The pain is most noticeable during intercourse and is very consistent, both in
character and location.
The pain and tenderness is distributed in a U-shaped pattern around the introitus and
includes the hymeneal remnants and up to 1 cm of skin exterior to the hymen. Visually, the
tender areas are reddened and touching them gently with a cotton-tipped applicator will
duplicate the pain they experience during intercourse (a positive "Q-Tip Test").

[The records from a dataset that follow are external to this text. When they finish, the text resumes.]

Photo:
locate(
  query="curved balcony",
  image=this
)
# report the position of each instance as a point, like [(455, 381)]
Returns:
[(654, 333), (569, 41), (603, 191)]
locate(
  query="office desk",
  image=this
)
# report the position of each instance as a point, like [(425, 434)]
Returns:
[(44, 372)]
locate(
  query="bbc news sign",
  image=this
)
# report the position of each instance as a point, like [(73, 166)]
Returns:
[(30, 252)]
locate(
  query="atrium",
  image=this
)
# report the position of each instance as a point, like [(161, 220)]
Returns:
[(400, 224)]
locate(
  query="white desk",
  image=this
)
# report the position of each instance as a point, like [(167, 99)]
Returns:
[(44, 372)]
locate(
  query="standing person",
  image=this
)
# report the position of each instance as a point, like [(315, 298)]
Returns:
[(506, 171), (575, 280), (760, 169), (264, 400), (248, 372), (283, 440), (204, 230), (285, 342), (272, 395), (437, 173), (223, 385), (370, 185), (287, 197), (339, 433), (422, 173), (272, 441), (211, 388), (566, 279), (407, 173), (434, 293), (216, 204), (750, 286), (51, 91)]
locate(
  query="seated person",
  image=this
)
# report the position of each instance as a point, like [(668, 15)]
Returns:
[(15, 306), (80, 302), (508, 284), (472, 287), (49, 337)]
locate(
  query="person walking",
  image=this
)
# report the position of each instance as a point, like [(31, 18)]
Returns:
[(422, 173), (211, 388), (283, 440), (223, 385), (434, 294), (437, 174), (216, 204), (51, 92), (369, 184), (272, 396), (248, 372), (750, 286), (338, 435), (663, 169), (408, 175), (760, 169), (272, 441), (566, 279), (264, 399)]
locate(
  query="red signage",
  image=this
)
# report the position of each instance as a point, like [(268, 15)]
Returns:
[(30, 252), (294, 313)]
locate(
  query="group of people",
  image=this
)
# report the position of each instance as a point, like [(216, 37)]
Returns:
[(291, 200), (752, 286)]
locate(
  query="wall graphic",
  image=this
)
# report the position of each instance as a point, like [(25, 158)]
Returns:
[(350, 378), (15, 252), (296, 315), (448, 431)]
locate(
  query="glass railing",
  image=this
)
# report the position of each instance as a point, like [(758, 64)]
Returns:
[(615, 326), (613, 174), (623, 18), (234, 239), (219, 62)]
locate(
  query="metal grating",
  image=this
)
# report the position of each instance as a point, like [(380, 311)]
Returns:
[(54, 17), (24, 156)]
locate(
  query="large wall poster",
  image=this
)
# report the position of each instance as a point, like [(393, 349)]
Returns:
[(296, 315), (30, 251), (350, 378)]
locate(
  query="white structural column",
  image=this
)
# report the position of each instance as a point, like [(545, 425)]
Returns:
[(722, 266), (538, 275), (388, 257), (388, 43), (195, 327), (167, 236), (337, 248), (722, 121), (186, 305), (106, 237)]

Biopsy of these tender areas will show a generalized inflammatory pattern of non-specific
etiology.
Some women with vestibulitis indicate they have always felt this discomfort during
intercourse. Others seem to have acquired the condition. They have painless intercourse
initially, and later develop the painful intercourse so characteristic of this condition.
The diagnosis is based on the physical examination, with persistent areas of tenderness
to touch, located in the U-shaped area surrounding the hymenal ring. Biopsy is neither
necessary nor often done.
Treatment is problematic. Antibiotics, anti-fungals, anti-virals, estrogens, and
steroids are often used and are often found to be ineffective. Antioxalates (used with the
theory that oxalates provoke a skin reaction in this area) are promoted by some, but
randomized studies demonstrate them to be no better than placebo.
Several studies have demonstrated the efficacy of surgical excision of the affected
area (perineoplasty) in selected cases.